実践企業の例として、あるプラント会社では「ヒトマネ」と「コトマネ」に分けて役割を明確にし、キャリアデベロップメントマネージャー(CDM:従業員のキャリア形成を支援する専門の担当者)を設置して若手のキャリア支援を行っています。また、姫路のメーカーでは、リーダーにサブリーダーを付ける取り組みを実施。5人以上のチームにサブリーダーを配置することで業務効率が向上し、次世代リーダーの育成にもつながっているとのことです。
ある企業ではマネジメントシェアリングの目的を「社会環境変化(少子化による人材不足・育児介護によるキャリア中断)に対応し、同時に多忙化するマネジャー業務負荷を軽減することで、マネジメント品質向上を図る、継続した組織成長実現を目指す取り組み」と定義しています。
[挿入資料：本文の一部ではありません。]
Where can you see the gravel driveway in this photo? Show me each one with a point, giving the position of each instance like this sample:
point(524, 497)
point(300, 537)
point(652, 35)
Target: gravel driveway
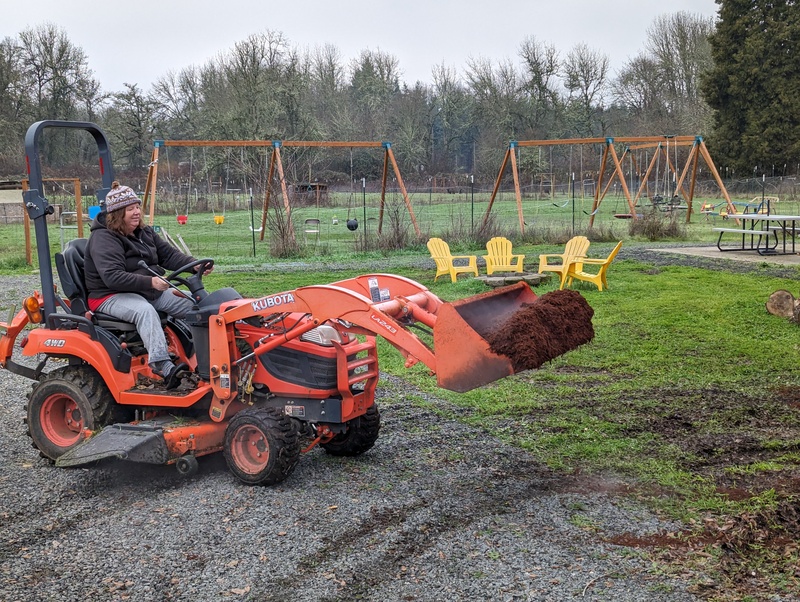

具体的な実現の姿として、以下の3点が挙げられています。
・部門長業務を2名(ツインズ型)のシェアリングで完結させる
・育児・介護によるキャリア中断が生まれない仕組みを事前に準備する
・労働時間(職場に居ること)ではなく、業務成果による業務評価を行う
研究会のまとめとして、マネジメントシェアリングには一律の形はなく、各社各職場の実情に合わせて導入できることが分かったとしています。そして、これをきっかけに「そもそもマネージャーはどういう役割なの?」という根本的な問いを組織内で議論することで、組織変革の第一歩となる可能性があると指摘されています。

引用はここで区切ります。